To commemorate the 100th anniversary of the Pulitzer Prizes, the Wyoming Humanities Council focused its efforts on highlighting Wyoming journalists and journalism, as well as connecting previous Pulitzer Prize-winning works and individuals to current Wyoming issues, events, and reporting. Partnering with the Wyoming Press Association, WyoHistory.org, and WyoFile.org, the council commissioned and published more than 12 articles, as well as hosted and video-recorded a panel discussion on the past, present, and future of Wyoming journalism.
IMPORTANT MOMENTS IN EQUALITY STATE NEWSPAPER HISTORY (Wyoming Press Association, WyoHistory.org)
In partnership with the Wyoming Press Association (WPA) and WyoHistory.org, the digital encyclopedia of Wyoming, the Wyoming Humanities Council commissioned Wyohistory.org to write profiles and stories about members of the WPA Hall of Fame. These peer-reviewed and professionally edited stories and articles were distributed through the WPA to all Wyoming print and online newspapers for publication throughout 2016. The articles are stored on WyoHistory.org as an educational collection with curricular support for K-12 students and teachers.
- A feature on Tracy McCraken and his influence on Wyoming newspapers.
- A feature on the history of the Casper-Star Tribune’s year-long 1984 investigative series on Northern Utilities who overcharged customers by millions of dollars. In 1985, the series was selected as a runner-up for the Pulitzer Prize’s Excellence in Public Service category.
- A feature on Tom Bell and the High County News, a paper that often focused on conservation issues in the area brought on by the extraction industry and that faced extinction until it “miraculously raised” enough money to continue.
- A feature on T. Payton, a newspaper subscription seller and reporter for the Cheyenne Daily Leader who gained some fame after accompanying a posse that set out after the outlaws of the Wilcox Train Robbery. He was later committed to the Wyoming Insane Asylum where he wrote a series of articles entitled, “Cruel Treatment,” and championed reform in mental health facilities.
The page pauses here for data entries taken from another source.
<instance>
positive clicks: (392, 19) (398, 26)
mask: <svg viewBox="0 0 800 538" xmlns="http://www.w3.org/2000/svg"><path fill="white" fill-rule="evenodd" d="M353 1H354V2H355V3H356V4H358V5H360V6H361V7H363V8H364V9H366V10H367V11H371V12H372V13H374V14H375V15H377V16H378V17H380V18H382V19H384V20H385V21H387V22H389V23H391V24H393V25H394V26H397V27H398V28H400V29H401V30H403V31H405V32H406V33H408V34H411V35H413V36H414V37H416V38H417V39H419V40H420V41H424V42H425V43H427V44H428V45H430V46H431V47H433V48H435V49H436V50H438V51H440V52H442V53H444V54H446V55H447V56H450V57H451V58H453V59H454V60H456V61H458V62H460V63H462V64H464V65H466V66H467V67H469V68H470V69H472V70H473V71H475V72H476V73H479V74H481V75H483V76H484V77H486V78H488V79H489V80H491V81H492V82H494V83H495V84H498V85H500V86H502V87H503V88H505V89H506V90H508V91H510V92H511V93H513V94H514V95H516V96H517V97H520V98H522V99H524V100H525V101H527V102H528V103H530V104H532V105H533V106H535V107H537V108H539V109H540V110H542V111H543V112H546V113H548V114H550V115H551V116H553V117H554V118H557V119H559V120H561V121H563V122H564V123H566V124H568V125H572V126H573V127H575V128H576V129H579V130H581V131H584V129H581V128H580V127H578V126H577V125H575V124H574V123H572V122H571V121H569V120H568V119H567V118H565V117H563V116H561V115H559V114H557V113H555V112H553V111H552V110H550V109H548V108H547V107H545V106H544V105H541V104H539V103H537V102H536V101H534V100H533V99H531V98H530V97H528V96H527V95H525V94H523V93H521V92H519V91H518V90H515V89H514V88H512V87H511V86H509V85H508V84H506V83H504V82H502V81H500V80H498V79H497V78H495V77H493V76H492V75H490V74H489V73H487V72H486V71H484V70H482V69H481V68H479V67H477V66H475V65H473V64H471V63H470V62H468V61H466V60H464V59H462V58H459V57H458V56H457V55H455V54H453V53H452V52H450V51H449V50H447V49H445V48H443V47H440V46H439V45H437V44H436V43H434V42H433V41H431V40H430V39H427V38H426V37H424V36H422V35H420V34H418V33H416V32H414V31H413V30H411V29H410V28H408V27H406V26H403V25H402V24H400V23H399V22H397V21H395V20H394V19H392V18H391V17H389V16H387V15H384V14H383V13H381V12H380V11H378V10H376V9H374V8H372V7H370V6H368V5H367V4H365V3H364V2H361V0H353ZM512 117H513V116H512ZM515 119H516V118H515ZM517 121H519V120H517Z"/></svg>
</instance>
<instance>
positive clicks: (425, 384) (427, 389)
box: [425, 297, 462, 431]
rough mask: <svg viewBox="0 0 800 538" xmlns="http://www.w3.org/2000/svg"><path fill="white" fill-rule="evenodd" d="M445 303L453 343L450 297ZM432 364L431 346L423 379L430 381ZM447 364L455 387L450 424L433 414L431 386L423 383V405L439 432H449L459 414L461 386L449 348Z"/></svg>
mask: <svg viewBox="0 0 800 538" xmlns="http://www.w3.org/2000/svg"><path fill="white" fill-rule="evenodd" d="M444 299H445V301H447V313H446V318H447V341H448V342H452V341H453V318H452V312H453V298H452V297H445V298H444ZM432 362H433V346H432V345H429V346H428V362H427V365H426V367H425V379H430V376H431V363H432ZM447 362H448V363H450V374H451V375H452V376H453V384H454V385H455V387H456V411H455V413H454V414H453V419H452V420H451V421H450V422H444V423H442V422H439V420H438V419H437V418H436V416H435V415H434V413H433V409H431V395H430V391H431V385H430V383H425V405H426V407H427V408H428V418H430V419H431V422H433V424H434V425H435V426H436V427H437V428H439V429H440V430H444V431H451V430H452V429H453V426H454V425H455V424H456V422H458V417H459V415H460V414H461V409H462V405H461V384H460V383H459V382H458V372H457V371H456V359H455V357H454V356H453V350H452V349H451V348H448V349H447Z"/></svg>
- A feature on Bill Nye, founder of the Laramie Boomerang which was named after his mule. Nye was a humorist whose joy was bursting bubbles of those who exaggerated claims of the West and particularly Laramie when they would write, inaccurately, about the beauty or wondrousness of the area without mentioning the harshness. Nye was later hired as a columnist for Joseph Pulitzer’s New York World.
- A feature on Merris Barlow and Bill Barlow’s Budget. The newspaper which began under the facade of impartiality but was rife with political and social commentary and comedy.
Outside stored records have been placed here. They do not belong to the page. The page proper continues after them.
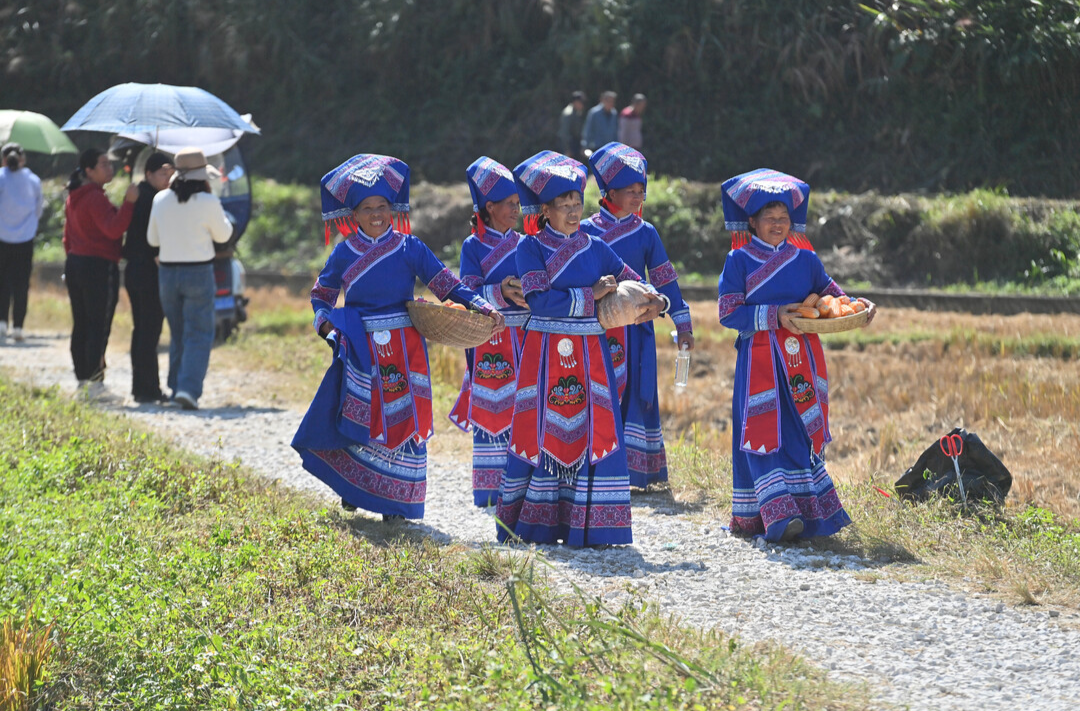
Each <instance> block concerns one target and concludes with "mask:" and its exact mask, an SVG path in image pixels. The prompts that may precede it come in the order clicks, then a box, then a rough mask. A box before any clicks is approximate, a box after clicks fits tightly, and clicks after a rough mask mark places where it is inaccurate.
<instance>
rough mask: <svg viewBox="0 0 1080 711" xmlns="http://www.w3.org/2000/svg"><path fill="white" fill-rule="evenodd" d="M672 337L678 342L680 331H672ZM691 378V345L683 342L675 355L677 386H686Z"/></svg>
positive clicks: (676, 382)
mask: <svg viewBox="0 0 1080 711" xmlns="http://www.w3.org/2000/svg"><path fill="white" fill-rule="evenodd" d="M672 338H673V339H674V340H675V343H678V332H677V331H672ZM689 379H690V347H689V345H687V344H683V346H681V348H679V351H678V354H677V356H676V357H675V387H676V388H685V387H686V385H687V381H688V380H689Z"/></svg>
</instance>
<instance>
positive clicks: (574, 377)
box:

- A feature on Asa Mercer who openly opposed the Johnson County Wars despite his close ties with many involved. Mercer published stories detailing conflict and a book on the cattle wars that is still regarded as the authority on the subject “despite the occasional error and bias.”
JOURNALISM AND DEMOCRACY IN THE EQUALITY STATE TODAY (WyoFile)
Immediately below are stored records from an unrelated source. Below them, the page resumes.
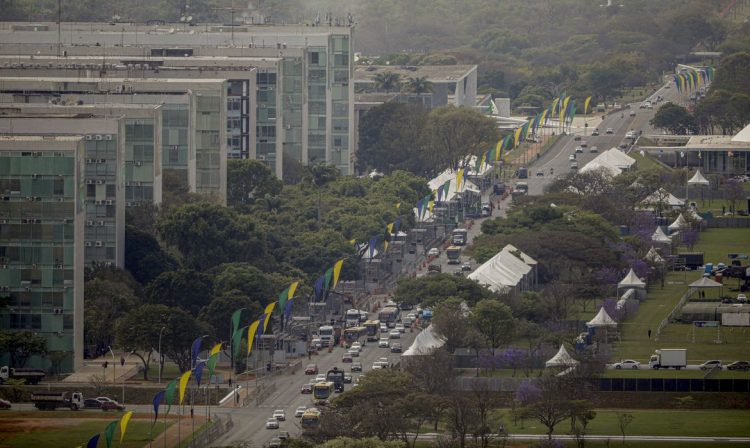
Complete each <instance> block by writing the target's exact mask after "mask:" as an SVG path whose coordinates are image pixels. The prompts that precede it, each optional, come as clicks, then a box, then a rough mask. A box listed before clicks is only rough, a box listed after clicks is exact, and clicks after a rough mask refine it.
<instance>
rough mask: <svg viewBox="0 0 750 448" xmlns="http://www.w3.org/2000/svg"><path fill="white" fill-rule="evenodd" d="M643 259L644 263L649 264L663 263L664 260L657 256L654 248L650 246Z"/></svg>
mask: <svg viewBox="0 0 750 448" xmlns="http://www.w3.org/2000/svg"><path fill="white" fill-rule="evenodd" d="M643 259H644V260H646V261H650V262H651V263H664V258H662V256H661V255H659V252H657V250H656V248H654V246H651V249H649V250H648V252H646V256H645V257H643Z"/></svg>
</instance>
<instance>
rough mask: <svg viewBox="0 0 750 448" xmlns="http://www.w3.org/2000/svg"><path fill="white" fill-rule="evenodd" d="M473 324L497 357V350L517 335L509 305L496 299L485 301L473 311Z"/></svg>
mask: <svg viewBox="0 0 750 448" xmlns="http://www.w3.org/2000/svg"><path fill="white" fill-rule="evenodd" d="M471 323H472V324H473V325H474V327H475V328H476V329H477V332H478V333H479V334H480V335H481V336H482V337H483V338H484V341H485V343H486V345H487V347H488V348H489V349H490V351H491V352H492V355H493V356H494V355H495V349H496V348H499V347H503V346H505V345H507V344H509V343H510V342H511V341H512V340H513V335H514V333H515V331H514V330H515V319H514V318H513V313H512V312H511V310H510V308H509V307H508V305H505V304H504V303H500V302H499V301H498V300H495V299H483V300H480V301H479V302H477V304H476V306H474V309H473V310H472V315H471Z"/></svg>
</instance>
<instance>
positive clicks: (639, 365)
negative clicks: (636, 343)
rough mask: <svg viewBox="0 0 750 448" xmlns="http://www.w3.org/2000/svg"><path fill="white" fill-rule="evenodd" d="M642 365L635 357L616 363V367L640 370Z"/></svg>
mask: <svg viewBox="0 0 750 448" xmlns="http://www.w3.org/2000/svg"><path fill="white" fill-rule="evenodd" d="M640 367H641V363H640V362H638V361H636V360H633V359H624V360H622V361H620V362H616V363H615V364H614V368H615V369H633V370H638V369H640Z"/></svg>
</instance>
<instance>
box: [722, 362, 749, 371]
mask: <svg viewBox="0 0 750 448" xmlns="http://www.w3.org/2000/svg"><path fill="white" fill-rule="evenodd" d="M727 370H745V371H747V370H750V362H747V361H735V362H733V363H731V364H727Z"/></svg>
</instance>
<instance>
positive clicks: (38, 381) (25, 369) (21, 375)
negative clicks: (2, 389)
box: [0, 366, 44, 384]
mask: <svg viewBox="0 0 750 448" xmlns="http://www.w3.org/2000/svg"><path fill="white" fill-rule="evenodd" d="M42 378H44V370H41V369H14V368H12V367H8V366H3V367H0V384H2V383H4V382H6V381H8V380H9V379H15V380H26V384H38V383H39V381H41V380H42Z"/></svg>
In partnership with WyoFile, an independent, nonprofit news service focused on the people, places, and policies of Wyoming and the state’s sole outlet for online long-form journalism, the council commissioned six articles published throughout 2016 (beginning April 2016) that connected past Pulitzer Prize-winning material about equality and/or civil rights with equality issues faced in Wyoming today. In collaboration with the Wyoming Press Association, the council made these articles available to the state’s print and online newspapers.
WyoFile published the following stories in a dedicated section of their website:
- A two-part feature on the use of newspapers as public access tools following the lawsuit filed by a local paper and parent company over the switch of public meeting notifications from newspapers to local ad sheets.
- A two-part feature on the status of marijuana in Wyoming that investigated the discrepancy between public opinion and state law in light of 2016 legislative action around the country.
- A feature on the amendments to Wyoming’s Sunshine Laws which would allow for fees to be charged for access to public records.
- A two-part feature looking into the state’s worker compensation program and ballooning investment in light of claims alleging unfair denials and unfair compensation.
- A feature highlighting a Wyoming resident who was granted early release as a non-violent drug offender under an Obama administration initiative.
JOURNALISM IN THE EQUALITY STATE – WHERE ARE WE GOING? (Wyoming Press Association)
The council hosted and video-recorded a panel discussion about the past, present, and future of journalism at the Wyoming Press Association Winter Convention.
WEBSITE: REPORTING ON EQUALITY IN THE EQUALITY STATE: WYOMING’S JOURNALISTIC PAST, PRESENT, AND FUTURE
A page on the Wyoming Humanities Council’s website is now dedicated to explaining the Pulitzer Prize Centennial Campfires initiative and linking the articles and materials from “Equality in the Equality State” initiative and will remain live as long as the commissioned articles are available. Should the stories become unavailable at either original site, Wyoming Humanities Council will continue their publication on the council’s website.
Additionally, the council published a story addressing the late-2016 phenomena of “fake news” and highlighted the importance of truth and fact-based narrative along with reliable news sources while pointing back to the Campfires Initiative work of the year.